What happens next? And how do these proposed changes affect the people who rely on bus transportation on a daily basis?
Produced by Richard Cunningham
KOJO NNAMDIYou're tuned in to The Kojo Nnamdi Show on WAMU 88.5. Welcome. Later in the broadcast we'll meet the organizations that are stepping in to fill music education gaps in D.C. But first the 2021 budget proposed by the Washington Metropolitan Area Transit Authority, WMATA, calls for the elimination or combining of dozens of bus lines throughout the region. This sparked quick backlash from riders all across the area. Politicians all over the region wrote to WMATA board members expressing their disapproval. Riders shared their testimonies about how the proposal would affect them at public hearings. Some riders even created Facebook groups to save their local bus line.
KOJO NNAMDIWhat happens next? And how do these proposed changes affect the people who rely on bus transportation on a daily basis? Joining us now is Margaret Barthel. She is a Reporter in the WAMU newsroom covering transportation. Margaret Barthel, thank you for joining us.

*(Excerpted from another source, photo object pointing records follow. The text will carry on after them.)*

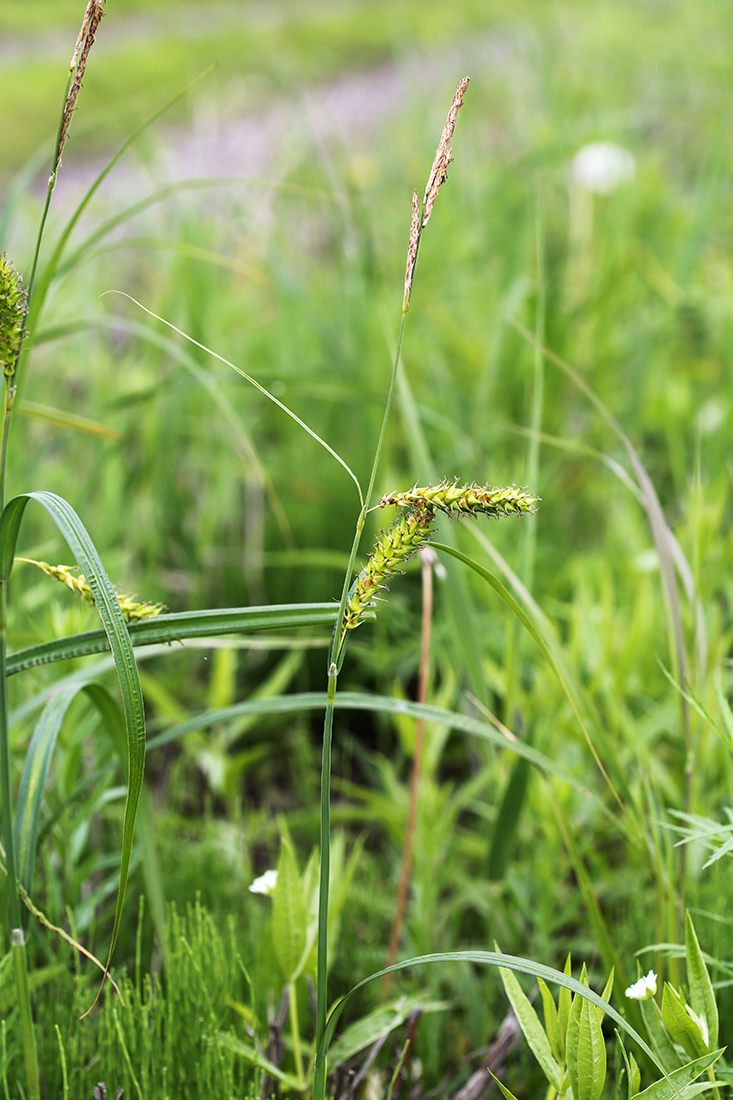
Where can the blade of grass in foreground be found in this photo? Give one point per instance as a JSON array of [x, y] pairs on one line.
[[176, 627], [482, 958], [86, 556]]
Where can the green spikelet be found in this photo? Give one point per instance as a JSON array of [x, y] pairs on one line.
[[13, 308], [467, 499], [132, 609], [411, 531]]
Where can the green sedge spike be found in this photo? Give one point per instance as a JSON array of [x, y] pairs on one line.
[[467, 499], [132, 609], [13, 308], [394, 547]]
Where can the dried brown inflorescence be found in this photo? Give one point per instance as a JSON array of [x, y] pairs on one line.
[[13, 307], [442, 156], [436, 178], [90, 22], [132, 609], [467, 499]]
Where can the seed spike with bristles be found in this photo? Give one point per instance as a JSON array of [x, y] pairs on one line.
[[467, 499], [13, 307]]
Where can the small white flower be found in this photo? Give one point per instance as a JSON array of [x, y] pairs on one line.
[[643, 989], [265, 883], [601, 166]]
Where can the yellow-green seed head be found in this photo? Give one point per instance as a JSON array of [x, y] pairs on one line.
[[467, 499], [12, 316], [132, 608], [411, 531]]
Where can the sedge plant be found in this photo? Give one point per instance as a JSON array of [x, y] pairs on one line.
[[412, 530]]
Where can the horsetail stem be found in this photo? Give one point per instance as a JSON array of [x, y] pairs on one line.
[[442, 156], [467, 499], [132, 609]]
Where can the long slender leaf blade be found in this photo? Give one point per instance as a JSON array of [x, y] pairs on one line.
[[586, 1051], [482, 958], [532, 1027], [702, 998], [288, 912], [680, 1025], [89, 562]]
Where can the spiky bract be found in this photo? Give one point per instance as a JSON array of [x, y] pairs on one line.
[[132, 609]]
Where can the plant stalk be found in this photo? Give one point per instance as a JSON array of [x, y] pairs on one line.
[[417, 760], [17, 934]]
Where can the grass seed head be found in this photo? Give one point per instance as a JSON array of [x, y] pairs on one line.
[[89, 23], [442, 156], [411, 531], [467, 499], [13, 307], [412, 251]]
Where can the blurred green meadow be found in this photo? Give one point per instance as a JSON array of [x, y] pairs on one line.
[[549, 316]]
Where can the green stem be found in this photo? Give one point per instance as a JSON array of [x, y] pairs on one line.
[[17, 934], [321, 978]]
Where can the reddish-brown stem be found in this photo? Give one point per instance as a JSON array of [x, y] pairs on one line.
[[417, 758]]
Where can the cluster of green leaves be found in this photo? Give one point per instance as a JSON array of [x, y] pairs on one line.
[[570, 1047]]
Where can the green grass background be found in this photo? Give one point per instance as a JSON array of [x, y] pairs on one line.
[[177, 506]]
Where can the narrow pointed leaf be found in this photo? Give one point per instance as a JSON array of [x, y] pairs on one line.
[[702, 998], [658, 1036], [682, 1029], [551, 1023], [532, 1027]]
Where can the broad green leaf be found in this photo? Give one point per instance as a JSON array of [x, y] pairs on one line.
[[88, 560], [634, 1076], [586, 1049], [249, 1054], [608, 989], [678, 1021], [555, 1036], [505, 1092], [702, 998], [367, 1031], [680, 1080], [290, 920], [658, 1036], [532, 1027], [37, 760], [632, 1073]]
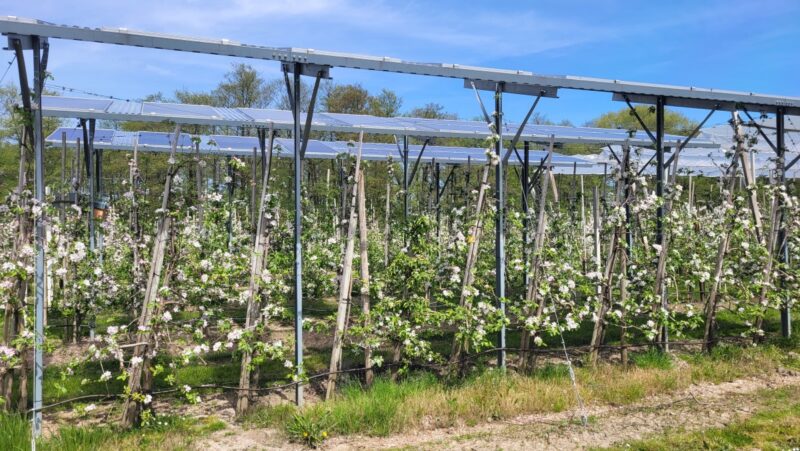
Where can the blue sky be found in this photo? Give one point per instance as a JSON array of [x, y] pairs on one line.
[[733, 44]]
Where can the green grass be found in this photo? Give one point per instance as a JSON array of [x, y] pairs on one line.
[[167, 433], [652, 359], [776, 426], [421, 401]]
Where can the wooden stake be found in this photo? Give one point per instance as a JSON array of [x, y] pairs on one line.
[[345, 282], [257, 263], [133, 407], [364, 260]]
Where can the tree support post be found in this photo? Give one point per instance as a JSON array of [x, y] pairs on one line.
[[783, 248], [40, 56], [299, 145], [345, 284], [500, 233]]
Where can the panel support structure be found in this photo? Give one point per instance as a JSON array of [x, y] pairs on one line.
[[783, 248], [500, 234], [298, 225], [659, 143], [39, 67]]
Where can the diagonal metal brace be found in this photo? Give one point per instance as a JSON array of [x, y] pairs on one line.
[[761, 131], [309, 116], [416, 163], [641, 122], [480, 102], [514, 141]]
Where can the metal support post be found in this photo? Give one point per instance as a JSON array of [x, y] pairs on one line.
[[524, 198], [783, 248], [500, 237], [405, 178], [436, 177], [659, 144], [39, 237], [298, 227]]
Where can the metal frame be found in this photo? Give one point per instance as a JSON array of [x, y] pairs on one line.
[[691, 97], [32, 34]]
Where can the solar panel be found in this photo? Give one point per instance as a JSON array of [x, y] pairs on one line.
[[73, 103], [180, 110], [337, 122]]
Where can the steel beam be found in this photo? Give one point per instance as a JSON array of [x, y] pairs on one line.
[[783, 248], [500, 233], [660, 209], [678, 95], [298, 227], [39, 236], [524, 183]]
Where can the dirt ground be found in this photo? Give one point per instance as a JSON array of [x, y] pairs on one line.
[[698, 407]]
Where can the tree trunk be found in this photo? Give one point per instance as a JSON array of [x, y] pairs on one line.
[[364, 260], [257, 262], [472, 254], [724, 241], [133, 407], [345, 283]]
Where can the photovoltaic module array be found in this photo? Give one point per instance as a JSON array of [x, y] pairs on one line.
[[243, 146], [121, 110]]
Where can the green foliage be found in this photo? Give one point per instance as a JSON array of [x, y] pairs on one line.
[[15, 432], [306, 430], [674, 122], [653, 358]]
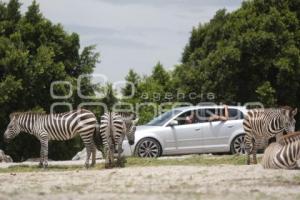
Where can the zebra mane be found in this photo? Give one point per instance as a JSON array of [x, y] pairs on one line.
[[291, 137], [16, 114], [286, 108]]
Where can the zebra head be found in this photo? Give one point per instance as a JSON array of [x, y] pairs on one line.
[[13, 128], [288, 121], [130, 129]]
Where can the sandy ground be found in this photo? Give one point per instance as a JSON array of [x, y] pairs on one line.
[[163, 182]]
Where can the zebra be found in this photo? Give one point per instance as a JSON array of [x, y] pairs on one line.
[[113, 129], [284, 153], [263, 124], [62, 126]]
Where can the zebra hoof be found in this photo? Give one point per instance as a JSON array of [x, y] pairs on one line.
[[40, 165], [108, 166], [86, 166], [93, 164]]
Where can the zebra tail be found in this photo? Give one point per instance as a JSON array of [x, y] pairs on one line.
[[98, 139]]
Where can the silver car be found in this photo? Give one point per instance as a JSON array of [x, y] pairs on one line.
[[169, 134]]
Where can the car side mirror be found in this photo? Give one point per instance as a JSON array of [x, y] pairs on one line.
[[173, 123]]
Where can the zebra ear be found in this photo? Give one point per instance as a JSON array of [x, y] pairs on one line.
[[12, 115], [135, 121], [294, 112]]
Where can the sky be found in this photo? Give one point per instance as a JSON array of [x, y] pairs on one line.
[[132, 34]]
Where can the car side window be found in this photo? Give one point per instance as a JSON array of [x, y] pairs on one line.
[[204, 114], [235, 114], [189, 117]]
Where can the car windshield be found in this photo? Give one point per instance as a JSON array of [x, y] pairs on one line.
[[162, 119]]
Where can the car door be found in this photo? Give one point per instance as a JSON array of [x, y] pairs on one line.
[[219, 132], [188, 136]]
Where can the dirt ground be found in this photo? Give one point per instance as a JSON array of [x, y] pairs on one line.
[[161, 182]]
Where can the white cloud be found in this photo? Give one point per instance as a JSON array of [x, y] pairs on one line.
[[132, 33]]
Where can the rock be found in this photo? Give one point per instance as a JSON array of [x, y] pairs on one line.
[[81, 155], [5, 158]]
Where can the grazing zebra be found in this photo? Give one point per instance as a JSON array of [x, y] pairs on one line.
[[63, 126], [283, 154], [263, 124], [113, 129]]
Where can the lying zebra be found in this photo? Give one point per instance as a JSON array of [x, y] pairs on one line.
[[113, 129], [263, 124], [283, 154], [63, 126]]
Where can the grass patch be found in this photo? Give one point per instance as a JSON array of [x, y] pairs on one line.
[[195, 160], [205, 160], [36, 168]]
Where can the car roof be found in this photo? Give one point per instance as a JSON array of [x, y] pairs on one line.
[[185, 108]]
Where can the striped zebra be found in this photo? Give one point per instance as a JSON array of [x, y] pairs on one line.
[[263, 124], [113, 129], [283, 154], [62, 126]]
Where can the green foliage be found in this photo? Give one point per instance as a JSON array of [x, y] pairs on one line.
[[34, 53], [248, 55], [251, 54]]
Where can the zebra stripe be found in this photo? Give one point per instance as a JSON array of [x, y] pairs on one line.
[[263, 124], [113, 129], [283, 154], [62, 126]]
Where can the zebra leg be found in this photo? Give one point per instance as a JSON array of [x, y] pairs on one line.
[[88, 155], [254, 150], [248, 144], [93, 156], [107, 154], [44, 150]]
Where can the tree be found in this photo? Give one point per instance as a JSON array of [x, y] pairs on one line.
[[34, 53], [251, 54]]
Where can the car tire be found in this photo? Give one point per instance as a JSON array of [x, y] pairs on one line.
[[148, 148], [238, 145]]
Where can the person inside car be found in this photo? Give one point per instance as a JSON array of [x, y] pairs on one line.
[[220, 117], [191, 118]]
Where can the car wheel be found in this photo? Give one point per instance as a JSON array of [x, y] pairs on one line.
[[238, 145], [148, 148]]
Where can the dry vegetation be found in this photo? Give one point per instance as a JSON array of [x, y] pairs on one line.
[[193, 177]]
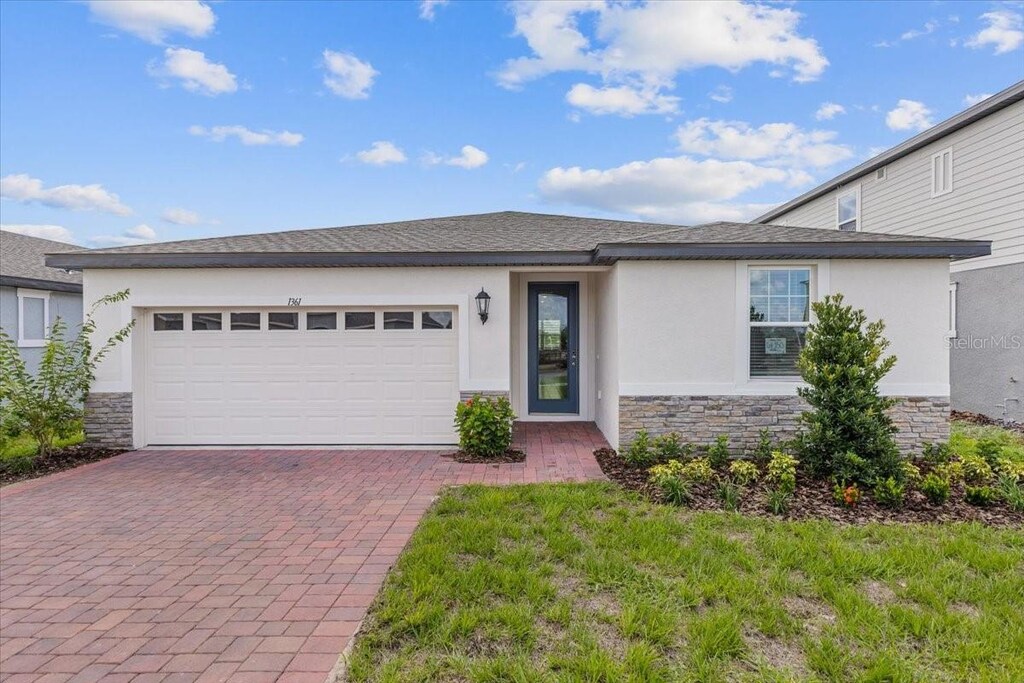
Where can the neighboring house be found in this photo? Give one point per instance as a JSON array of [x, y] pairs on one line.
[[963, 178], [34, 295], [371, 334]]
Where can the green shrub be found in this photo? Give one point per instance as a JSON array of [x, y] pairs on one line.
[[728, 493], [742, 472], [842, 363], [484, 425], [889, 493], [935, 487], [49, 404], [781, 473], [639, 453], [980, 496], [718, 453]]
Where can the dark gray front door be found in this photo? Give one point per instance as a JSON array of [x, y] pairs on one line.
[[554, 345]]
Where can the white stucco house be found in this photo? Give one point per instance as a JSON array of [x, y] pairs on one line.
[[369, 335], [961, 178]]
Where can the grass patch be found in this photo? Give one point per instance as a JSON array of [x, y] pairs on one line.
[[589, 583]]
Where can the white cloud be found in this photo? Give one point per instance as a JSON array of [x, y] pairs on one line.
[[774, 143], [470, 158], [722, 93], [196, 73], [971, 100], [828, 111], [624, 99], [678, 188], [180, 216], [348, 76], [56, 232], [139, 235], [381, 153], [650, 43], [428, 7], [248, 137], [1005, 32], [22, 187], [909, 115], [153, 20]]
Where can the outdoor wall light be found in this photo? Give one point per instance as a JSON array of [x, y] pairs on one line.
[[482, 305]]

MARGARET BARTHELThanks for having me, Kojo.
NNAMDIWe did reach out to WMATA to join us for this conversation, but WMATA said that due to the increased work load caused by dealing with the Coronavirus pandemic they would be unable to join us. That leaves it up to you, Margaret Barthel. What is the latest on Metro and the Coronavirus?
BARTHELYeah. It's a great question, Kojo. So today is the first day that they have actually implemented service cuts on both bus and rail. So rail is running on a Saturday schedule, so trains running every 12 minutes, and they tell me that they are all eight car trains. So hopefully that allows people to spread out a bit and keep their distance from each other. On buses they're running on Saturday supplemental schedules, which is basically a Saturday plus schedule. And riders can check out what that actually means on the individual fare schedules if they need that information for their commutes. The other thing is that we don't actually know if these services changes will continue or they'll get even more drastic as the situation develops here in the region.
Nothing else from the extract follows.